View Full Version : Fix for slow spidering in PhpDig 1.8.x


vital
11-01-2004, 09:26 AM
Some people using PhpDig reported severe perfomance impact when moving from version 1.6.x to 1.8.x.
I was one of them. It could take more the 20 seconds for me to index a single page with version 1.8.x. PhpDig 1.6.x indexed the same page in less then a second.
This happened only under win32.

Finally I found the cause of it. Look at the following code:

function phpdigGetUrl($url,$cookies=array()) {
/* cut */
$fp = @fsockopen($host,$port);
/* cut */
//complete get
$request =
"GET $path $http_scheme/1.1".END_OF_LINE_MARKER
."Host: $host$sport".END_OF_LINE_MARKER
.$cookiesSendString
.$auth_string
."Accept: */*".END_OF_LINE_MARKER
."Accept-Charset: ".PHPDIG_ENCODING.END_OF_LINE_MARKER
."Accept-Encoding: identity".END_OF_LINE_MARKER
."User-Agent: PhpDig/".PHPDIG_VERSION." (+http://www.phpdig.net/robot.php)".END_OF_LINE_MARKER.END_OF_LINE_MARKER;

fputs($fp,$request);

//get return page
/* cut */
while (!$stop && !feof($fp)) {
$flag_to_stop_loop++;
$answer = fgets($fp,8192)
/* cut */
if ($flag_to_stop_loop == 10000) { break; }
/* cut */
}
/* cut */
}


Spider opens a connection to site using fsockopen(), then sends GET-request and starts reading 8K blocks from socket.

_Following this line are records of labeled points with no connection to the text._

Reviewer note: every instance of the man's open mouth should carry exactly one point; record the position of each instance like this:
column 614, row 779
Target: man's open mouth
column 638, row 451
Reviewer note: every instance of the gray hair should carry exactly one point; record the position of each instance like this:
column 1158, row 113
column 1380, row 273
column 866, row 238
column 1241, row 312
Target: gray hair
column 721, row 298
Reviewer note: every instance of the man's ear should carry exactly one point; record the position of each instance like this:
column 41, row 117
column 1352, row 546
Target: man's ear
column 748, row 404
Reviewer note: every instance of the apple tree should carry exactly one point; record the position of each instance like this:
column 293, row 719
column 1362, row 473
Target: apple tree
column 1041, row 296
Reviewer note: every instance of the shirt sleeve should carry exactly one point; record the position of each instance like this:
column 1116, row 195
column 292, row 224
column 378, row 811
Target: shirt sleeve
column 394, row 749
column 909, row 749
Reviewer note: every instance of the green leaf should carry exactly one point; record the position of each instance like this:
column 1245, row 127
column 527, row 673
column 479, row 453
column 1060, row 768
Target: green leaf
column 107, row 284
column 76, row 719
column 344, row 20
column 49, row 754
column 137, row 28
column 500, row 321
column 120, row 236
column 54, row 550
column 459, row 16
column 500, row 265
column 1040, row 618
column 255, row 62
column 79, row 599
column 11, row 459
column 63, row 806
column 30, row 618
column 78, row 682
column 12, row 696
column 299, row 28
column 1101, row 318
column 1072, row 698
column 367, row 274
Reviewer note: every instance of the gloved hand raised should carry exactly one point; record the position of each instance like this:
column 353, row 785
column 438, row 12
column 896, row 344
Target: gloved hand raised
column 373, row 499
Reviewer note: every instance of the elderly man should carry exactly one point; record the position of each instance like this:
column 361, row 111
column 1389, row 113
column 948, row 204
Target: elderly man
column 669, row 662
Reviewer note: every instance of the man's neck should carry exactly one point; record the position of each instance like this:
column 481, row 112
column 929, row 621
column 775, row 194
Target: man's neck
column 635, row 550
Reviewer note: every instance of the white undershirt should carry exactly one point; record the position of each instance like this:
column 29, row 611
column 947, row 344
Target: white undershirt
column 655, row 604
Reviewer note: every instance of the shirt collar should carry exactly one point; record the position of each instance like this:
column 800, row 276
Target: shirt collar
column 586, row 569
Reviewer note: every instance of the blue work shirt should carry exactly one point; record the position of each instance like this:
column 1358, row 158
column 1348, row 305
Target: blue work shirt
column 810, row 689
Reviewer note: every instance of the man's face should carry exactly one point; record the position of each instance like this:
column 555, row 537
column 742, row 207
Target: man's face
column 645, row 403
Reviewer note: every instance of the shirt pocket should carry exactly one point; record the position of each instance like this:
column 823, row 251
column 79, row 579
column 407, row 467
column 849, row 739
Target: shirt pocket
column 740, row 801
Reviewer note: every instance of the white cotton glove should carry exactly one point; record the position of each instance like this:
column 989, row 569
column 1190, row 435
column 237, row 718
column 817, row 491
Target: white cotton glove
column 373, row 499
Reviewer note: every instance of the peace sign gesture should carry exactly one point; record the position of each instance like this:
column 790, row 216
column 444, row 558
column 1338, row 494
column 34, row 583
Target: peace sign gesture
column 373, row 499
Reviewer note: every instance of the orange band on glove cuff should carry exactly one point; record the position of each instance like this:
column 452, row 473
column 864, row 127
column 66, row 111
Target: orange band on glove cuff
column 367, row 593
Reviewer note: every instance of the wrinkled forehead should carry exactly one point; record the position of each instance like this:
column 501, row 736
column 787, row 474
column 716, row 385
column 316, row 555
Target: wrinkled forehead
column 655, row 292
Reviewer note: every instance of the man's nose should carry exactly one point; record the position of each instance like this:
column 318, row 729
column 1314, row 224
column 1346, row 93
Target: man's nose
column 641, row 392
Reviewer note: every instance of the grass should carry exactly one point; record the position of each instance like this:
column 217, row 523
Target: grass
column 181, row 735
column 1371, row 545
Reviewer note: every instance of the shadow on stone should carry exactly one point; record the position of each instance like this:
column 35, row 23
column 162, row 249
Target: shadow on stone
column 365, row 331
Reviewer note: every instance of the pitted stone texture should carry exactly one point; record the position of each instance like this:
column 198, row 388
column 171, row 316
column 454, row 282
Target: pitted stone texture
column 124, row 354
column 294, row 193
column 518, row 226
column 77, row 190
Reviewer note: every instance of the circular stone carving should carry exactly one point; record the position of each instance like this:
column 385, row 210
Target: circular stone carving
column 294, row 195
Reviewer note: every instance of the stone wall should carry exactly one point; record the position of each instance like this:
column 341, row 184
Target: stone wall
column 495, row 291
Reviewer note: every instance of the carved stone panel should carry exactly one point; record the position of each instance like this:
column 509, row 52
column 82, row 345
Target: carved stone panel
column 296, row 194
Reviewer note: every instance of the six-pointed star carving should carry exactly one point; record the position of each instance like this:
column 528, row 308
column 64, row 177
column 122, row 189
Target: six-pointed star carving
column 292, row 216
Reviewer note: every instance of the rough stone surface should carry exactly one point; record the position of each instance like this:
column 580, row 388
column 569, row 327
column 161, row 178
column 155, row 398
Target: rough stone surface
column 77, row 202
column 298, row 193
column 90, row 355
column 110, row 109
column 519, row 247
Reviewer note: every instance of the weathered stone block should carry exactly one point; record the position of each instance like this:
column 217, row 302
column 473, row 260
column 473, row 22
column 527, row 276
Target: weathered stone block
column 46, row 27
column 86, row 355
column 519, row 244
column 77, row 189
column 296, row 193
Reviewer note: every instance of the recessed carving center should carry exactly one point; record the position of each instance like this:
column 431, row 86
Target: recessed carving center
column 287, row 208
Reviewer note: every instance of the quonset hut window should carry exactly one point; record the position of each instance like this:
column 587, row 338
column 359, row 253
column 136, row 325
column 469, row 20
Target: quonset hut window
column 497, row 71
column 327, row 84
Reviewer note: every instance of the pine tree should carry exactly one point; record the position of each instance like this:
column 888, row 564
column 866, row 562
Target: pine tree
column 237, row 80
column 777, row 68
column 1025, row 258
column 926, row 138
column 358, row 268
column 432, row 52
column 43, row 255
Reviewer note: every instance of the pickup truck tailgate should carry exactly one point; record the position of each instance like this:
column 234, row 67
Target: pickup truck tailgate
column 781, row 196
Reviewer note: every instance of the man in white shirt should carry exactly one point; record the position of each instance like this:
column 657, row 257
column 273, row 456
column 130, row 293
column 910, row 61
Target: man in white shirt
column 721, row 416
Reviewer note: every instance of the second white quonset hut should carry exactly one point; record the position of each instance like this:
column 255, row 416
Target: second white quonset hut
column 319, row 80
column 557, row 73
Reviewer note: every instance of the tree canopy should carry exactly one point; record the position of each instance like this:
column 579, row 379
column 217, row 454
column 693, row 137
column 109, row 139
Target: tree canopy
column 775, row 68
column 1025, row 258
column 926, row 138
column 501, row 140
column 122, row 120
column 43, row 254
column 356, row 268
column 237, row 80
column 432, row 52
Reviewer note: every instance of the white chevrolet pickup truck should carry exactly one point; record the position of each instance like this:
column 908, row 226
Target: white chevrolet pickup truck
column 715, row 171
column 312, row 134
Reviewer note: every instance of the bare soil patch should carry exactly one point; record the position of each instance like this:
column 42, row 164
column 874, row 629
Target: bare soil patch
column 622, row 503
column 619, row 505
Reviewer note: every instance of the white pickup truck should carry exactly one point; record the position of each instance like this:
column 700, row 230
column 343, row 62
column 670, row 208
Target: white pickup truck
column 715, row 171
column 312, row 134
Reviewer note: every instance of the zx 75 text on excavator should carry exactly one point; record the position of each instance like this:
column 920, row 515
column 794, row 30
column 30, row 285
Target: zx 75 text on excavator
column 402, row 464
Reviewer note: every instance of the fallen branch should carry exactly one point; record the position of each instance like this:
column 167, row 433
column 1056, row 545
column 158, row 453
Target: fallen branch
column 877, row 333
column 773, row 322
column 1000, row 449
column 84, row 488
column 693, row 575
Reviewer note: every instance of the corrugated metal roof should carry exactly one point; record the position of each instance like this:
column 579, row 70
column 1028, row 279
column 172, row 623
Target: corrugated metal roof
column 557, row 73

The problem here is in HTTP header itself.

As stated in HTTP/1.1 http://www.w3.org/Protocols/rfc2616/rfc2616-sec14.html (specification)
HTTP/1.1 applications that do not support persistent connections MUST include the "close" connection option in every message.

In our case connection stays open forever and feof() never returns TRUE. So in worst case "while" iterates 10000 times, hence comes the delay.

To fix this search for the following in robot_functions.php file:
."User-Agent: PhpDig/".PHPDIG_VERSION." (+http://www.phpdig.net/robot.php)".END_OF_LINE_MARKER.END_OF_LINE_MARKER;
There will be a total of 3 matches (lines 354, 460 and 628)

Insert before each of them this line:
."Connection: close".END_OF_LINE_MARKER

Hope this will help.

manfred
11-01-2004, 11:20 PM
This correction will make a big difference for spidering speed. I suggest that everybody (and Charter) will implement this immediately! Thank you very much.

-m-

funsutton
11-03-2004, 10:48 AM
Wow, I think that fix really helped me. I applied it and it looks good!

Great work!

-Brian Sutton
http://www.piedmontswingdance.org/search

AllKnightAccess
11-06-2004, 10:33 AM
I tried it, but I am not seeing any faster results. According to my log file, pages at my site are still being indexed at around 60 - 90 seconds per page.